Os pacientes só são levados para o navio quando necessitam de um atendimento especializado. Na maioria dos casos, os médicos orientam e fornecem os medicamentos na própria comunidade. A presença da Marinha no vilarejo é comemorada por todos. É que se perderem essa oportunidade só daqui um ano serão atendidos novamente.

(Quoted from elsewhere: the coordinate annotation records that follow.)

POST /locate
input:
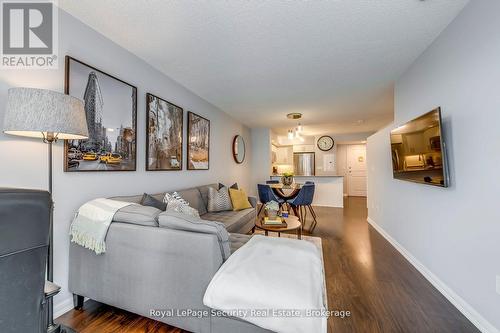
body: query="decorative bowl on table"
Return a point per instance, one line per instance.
(271, 209)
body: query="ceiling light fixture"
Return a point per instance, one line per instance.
(294, 115)
(295, 132)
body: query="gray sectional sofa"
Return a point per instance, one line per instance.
(158, 267)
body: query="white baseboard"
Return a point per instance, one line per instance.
(468, 311)
(62, 307)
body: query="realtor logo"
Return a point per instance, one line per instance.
(29, 36)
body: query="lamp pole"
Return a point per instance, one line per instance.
(49, 139)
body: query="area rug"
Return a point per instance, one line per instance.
(315, 240)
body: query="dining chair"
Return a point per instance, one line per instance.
(266, 195)
(303, 202)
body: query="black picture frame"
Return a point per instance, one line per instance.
(125, 138)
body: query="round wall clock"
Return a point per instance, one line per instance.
(325, 143)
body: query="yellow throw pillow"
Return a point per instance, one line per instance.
(239, 199)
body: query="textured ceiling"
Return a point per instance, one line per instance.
(335, 61)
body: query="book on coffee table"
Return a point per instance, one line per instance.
(278, 222)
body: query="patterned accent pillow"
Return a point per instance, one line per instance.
(219, 200)
(176, 203)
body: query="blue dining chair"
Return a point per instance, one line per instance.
(303, 202)
(266, 194)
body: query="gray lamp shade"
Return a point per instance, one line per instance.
(36, 112)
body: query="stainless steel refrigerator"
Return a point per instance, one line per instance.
(303, 164)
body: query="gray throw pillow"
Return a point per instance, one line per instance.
(234, 186)
(149, 200)
(219, 200)
(179, 221)
(138, 214)
(176, 203)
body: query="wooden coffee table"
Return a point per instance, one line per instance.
(292, 223)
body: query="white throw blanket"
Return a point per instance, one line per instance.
(272, 274)
(91, 223)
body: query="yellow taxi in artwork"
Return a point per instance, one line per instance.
(111, 158)
(90, 156)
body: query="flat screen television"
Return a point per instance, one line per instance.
(419, 152)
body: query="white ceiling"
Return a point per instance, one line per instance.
(335, 61)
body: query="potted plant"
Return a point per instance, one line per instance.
(287, 178)
(271, 208)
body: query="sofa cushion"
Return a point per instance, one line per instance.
(233, 220)
(204, 193)
(177, 204)
(193, 197)
(238, 240)
(137, 214)
(149, 200)
(179, 221)
(218, 200)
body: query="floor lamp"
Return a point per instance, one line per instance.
(50, 116)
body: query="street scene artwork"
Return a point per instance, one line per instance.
(111, 110)
(164, 140)
(199, 142)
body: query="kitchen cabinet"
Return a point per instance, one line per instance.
(303, 148)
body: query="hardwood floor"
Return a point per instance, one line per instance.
(364, 275)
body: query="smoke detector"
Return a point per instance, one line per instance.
(294, 115)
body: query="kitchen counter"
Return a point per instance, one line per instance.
(321, 176)
(329, 191)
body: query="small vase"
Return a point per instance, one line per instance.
(287, 180)
(271, 214)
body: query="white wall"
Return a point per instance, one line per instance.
(453, 232)
(339, 139)
(24, 161)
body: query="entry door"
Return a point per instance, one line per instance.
(356, 170)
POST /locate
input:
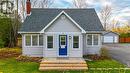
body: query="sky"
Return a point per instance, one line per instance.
(120, 8)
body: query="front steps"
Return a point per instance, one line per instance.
(63, 64)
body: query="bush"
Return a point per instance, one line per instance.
(1, 43)
(29, 59)
(125, 35)
(9, 52)
(103, 55)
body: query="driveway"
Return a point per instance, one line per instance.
(120, 52)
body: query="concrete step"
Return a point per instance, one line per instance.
(62, 68)
(63, 65)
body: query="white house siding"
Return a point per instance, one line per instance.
(71, 52)
(91, 49)
(31, 51)
(63, 26)
(111, 38)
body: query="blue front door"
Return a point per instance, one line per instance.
(62, 45)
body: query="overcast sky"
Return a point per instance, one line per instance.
(121, 8)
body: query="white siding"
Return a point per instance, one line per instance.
(63, 24)
(31, 51)
(71, 52)
(110, 38)
(91, 49)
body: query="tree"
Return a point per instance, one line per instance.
(4, 31)
(23, 9)
(80, 3)
(42, 3)
(105, 16)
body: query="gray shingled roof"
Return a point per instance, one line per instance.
(39, 18)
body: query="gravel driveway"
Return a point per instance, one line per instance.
(120, 52)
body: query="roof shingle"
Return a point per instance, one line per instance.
(39, 18)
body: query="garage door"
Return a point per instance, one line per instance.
(108, 39)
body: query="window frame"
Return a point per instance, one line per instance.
(52, 42)
(37, 40)
(78, 42)
(32, 41)
(93, 39)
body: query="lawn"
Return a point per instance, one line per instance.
(11, 65)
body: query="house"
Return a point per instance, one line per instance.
(110, 37)
(54, 32)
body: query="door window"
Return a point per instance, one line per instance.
(62, 40)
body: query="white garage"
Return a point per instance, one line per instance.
(110, 37)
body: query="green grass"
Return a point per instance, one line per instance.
(105, 64)
(10, 65)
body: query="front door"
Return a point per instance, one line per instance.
(62, 45)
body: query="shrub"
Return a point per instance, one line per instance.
(9, 52)
(103, 55)
(29, 59)
(1, 43)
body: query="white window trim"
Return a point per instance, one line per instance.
(25, 41)
(78, 43)
(31, 40)
(47, 43)
(93, 40)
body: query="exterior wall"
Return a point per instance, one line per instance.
(71, 52)
(87, 49)
(111, 38)
(31, 50)
(63, 24)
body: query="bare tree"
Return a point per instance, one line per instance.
(23, 9)
(80, 3)
(42, 3)
(105, 16)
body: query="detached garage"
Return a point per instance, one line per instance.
(110, 37)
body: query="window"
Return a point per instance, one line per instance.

Nesta quarta-feira, na terceira reportagem da série, você vai ver o atendimento em outras comunidades e conhecer um pouco mais da região Amazônica.

Publicado em: 29/06/2009

TV TEM embarca junto no navio da Marinha do Brasil que leva saúde para Amazônia

 

Uma viagem de solidariedade. A equipe da TV TEM embarcou junto no navio da Marinha do Brasil que leva saúde para quem mora na região Amazônica. Médicos e dentistas de Rio Preto convidados para trabalhar como voluntários encontraram lá no norte do país uma realidade bem diferente.

 

Ribeirinhos que moram no meio da floresta Amazônica, afastados das cidades, sofrem com a falta de investimentos. O acesso a saúde é restrito e eles chegam a  ficar anos sem passar pelo médico.

 

Durante esta semana você vai ver também como é morar no meio da maior floresta tropical do mundo, vai conhecer os rios da Amazônia e viajar com a equipe da TV TEM para o norte do Brasil.

 

Dois milhões de habitantes, o maior centro financeiro do norte do país. Manaus, capital do Amazonas. O estado com 62 cidades tem a maior bacia hidrográfica do Brasil e o maior rio do mundo, o rio Amazonas, que nasce no Peru, passa pela Colômbia e chega até aqui. São sete mil quilômetros de extensão.

 

A cor da água explica o nome do outro rio: rio Negro, que banha Manaus. Num dos portos da cidade encontramos Anselmo, canoeiro que vive do turismo. É ele quem leva nossa equipe de reportagem para um passeio pelas águas.

 

Vamos conhecer um dos principais atrativos turísticos da região. O encontro das águas escuras do rio Negro e das águas barrentas do Solimões. Meia hora de barco e chegamos.

 

No ponto em que o rio Negro se encontra com o rio Solimões uma imagem impressionante!  Um fenômeno natural que acontece porque existe uma diferença entre a temperatura, a densidade e a correnteza dos dois rios. Uma cena que chama a atenção de turistas do mundo todo.

 

Os barcos estão sempre cheios. O encontro das águas é roteiro da maioria das agências de turismo. Em lugar nenhum do mundo isso acontece. Este é o único local do planeta em que dois rios correm lado a lado sem se misturar.

 

É em Manaus, na margem do rio Negro, que a Marinha do Brasil mantém o comando da flotilha do Amazonas. Um órgão criado há 140 anos para vigiar a fronteira com outros estados e países. Nenhum navio trafega por estas águas sem autorização.

 

No local funciona o centro de operações que controla os navios da Marinha na Amazônia. No mapa é possível saber em quais rios e onde estão atracados os navios. A equipe da TV TEM  também embarca no navio-hospital Dr. Montenegro, em Parintins, a cerca de 400 km de Manaus.

 

O projeto mantido pela Marinha do Brasil há mais de quarenta anos é chamado pelos militares de Saúde Sem Limites, leva atendimento médico a lugares afastados, comunidades pobres que precisam da ajuda.

 

Anoitece na capital do Amazonas e nossa equipe embarca no avião Bandeirante que leva cerca de vinte passageiros.  Só uma empresa aérea faz voos diários para Parintins. É a forma mais rápida de chegar ao destino principal da nossa reportagem.

 

Do alto - e à noite - não sê muita coisa. Só as luzes das pequenas cidades da redondeza, que desaparecem à medida que o avião toma altura. Sobrevoamos a floresta Amazônica por cerca de uma hora.

 

O barulho das turbinas e hélices é ensurdecedor, fica mais alto quando pousamos.

 

Para o comandante Péricles, que faz o mesmo trecho há trinta anos, foi mais uma viagem tão importante quanto as outras.

 

Na chegada a Parintins, a prova das palavras do piloto. Os pais de um recém-nascido esperam para levar o filho até Manaus.

 

A criança e os pais têm pressa, mas ainda têm de esperar pelos outros passageiros.

 

Nesse nosso primeiro dia de viagem constatamos que não é só do trabalho voluntário da marinha que os moradores da Amazônia precisam. O avião também ajuda a salvar vidas.